VR haptics with ETHD

One can allow the user to touch any virtual object by building a high-fidelity physical replica of the virtual environment—but that is impractical. A better approach is to try to alleviate the differences between the virtual and the physical world. One option is to change the physical world to align it locally with the part of the virtual world with which the user is about to interact. For this I built an ETHD, a Cartesian robot that moves a physical object to align it with the virtual object the user is about to touch. Another option is to change the virtual world to align it with the physical world. I have developed physical and virtual redirection algorithms that cooperate to allow the user to touch stationary or dynamic virtual objects of varying shapes with perfect synchronization of the virtual and physical contacts. This provides the user with safe and believable haptic feedback. The image shows my ETHD providing haptic feedback to the user.

CloVR: Fast-Startup Low-Latency Cloud VR

We now have amazing self-contained XR headsets with on-board tracking, rendering, and display, delivering to the user completely untethered VR experiences. One challenge is to increase the complexity of the virtual environments that can be rendered on these headsets. I am working on a distributed VR system, dubbed CloVR, which partitions the rendering load between the server and the client, shielding the client from the full complexity of the virtual environment. The images show how CloVR downloads a visually complete and functionally virtual environment much faster than a conventional download of visible objects.

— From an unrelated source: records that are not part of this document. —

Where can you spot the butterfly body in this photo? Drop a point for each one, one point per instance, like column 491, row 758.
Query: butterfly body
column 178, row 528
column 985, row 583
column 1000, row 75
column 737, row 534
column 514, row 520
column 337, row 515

AR Attention Guidance in Co-Located Collaboration

Consider two collaborators, e.g., an instructor and a student, standing side-by-side, looking at the same 3D scene. I developed a method that allows the instructor to point out an element of the scene to the student using tablets or phones. The instructor circles the target on their display and a circle appears around the target on the student's display. Then the student's display turns transparent, i.e., the live video it shows grows similar to what the student would see if the display were actually made of glass. The transparent display gives to the student accurate directional guidance to the target, helping them find it with the naked eye. The image shows the transparent student display pointing to a window of the far away building.